The area near Northwest Highway is one of the higher crime neighborhoods that police have targeted to reduce violence.
Since new Chief Eddie Garcia’s plan began this spring, the rate of killing has leveled off. And overall violent crime in Dallas is now down about 6% so far this year compared with last, instead of the consistent increases the city had been posting.
Police also report an increase in arrests and seizures of guns and drugs.
“You’re doing a good job. We are seeing better trends in Dallas than we are in other big cities across this country. The evidence is there. The plan is there,” city councilman Adam McGough said.
On top of the violent crime plan update, the Dallas City Council Public Safety Committee heard Tuesday about the new domestic violence plan.
Garcia said there has already been some impact on domestic violence in the areas targeted for violent crime reduction.
“Violent people are violent people. The same individuals who commit offenses outside the home are the same individuals that are battering their partners,” Garcia said.
The domestic violence plan adds more detectives to DPD’s domestic violence unit and adds home visits to offenders to intervene before repeat violence between intimate partners.
Council member Gay Donnell Willis said he was pleased with another part of the plan to seek federal support for prosecution.
“I'm really glad to see glad to see that there is some attention being given to federal prosecution of firearms-related offenses, so hopefully that's going to knock a few abusers off the street,” she said.
The Public Safety Committee also heard about progress on an early warning system to help identify problem police officers before they resort to excessive force.
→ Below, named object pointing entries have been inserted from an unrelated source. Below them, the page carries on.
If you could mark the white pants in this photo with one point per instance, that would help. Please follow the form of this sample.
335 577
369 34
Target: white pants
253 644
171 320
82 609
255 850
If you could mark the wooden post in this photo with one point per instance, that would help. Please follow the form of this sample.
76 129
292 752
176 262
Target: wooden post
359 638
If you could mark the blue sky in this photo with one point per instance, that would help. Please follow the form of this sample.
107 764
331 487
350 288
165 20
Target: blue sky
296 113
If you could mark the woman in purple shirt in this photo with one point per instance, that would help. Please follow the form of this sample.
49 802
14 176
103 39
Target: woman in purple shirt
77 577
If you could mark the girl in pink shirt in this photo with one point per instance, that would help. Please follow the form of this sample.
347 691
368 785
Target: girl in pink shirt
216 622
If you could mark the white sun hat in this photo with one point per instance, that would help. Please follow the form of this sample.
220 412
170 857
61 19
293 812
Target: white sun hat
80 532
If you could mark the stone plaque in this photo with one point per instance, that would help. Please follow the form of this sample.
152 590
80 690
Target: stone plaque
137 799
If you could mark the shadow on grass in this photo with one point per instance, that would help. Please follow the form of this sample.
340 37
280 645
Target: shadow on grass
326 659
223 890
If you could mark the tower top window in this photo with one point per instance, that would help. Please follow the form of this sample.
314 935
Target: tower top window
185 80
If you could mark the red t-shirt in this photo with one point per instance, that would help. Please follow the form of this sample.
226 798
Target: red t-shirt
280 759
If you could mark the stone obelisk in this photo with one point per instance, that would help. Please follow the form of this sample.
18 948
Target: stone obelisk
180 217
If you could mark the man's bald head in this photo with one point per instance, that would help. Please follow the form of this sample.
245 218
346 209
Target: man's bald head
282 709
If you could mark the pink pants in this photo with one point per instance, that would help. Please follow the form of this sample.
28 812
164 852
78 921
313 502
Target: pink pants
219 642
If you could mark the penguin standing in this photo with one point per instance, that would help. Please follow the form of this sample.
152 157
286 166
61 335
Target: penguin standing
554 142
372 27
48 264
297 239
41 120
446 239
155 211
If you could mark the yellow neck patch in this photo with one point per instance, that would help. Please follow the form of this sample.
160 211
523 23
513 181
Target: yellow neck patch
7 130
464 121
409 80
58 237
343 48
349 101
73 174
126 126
The $300,000 annual price tag for software and management amounts to about a dollar per officer.
Dallas is also planning to test a diversion program for first-time misdemeanor offenders in municipal court to save them from carrying a criminal history.
City attorney Chris Caso said fees may be necessary to cover the lost city revenue from misdemeanor fines.
“If we have this pilot program and two people take advantage of it, then we don't need a fee. If 500 or 1,000 do, then probably we do,” Caso said.
In general, there was praise for police from city council members Tuesday, including the committee chairman, McGough.
“We're just getting started going in the right direction. Let’s keep it up,” he said.
The city council increased the Dallas police budget to add 250 more officers in the next year. City leaders expect more crime reduction for the money.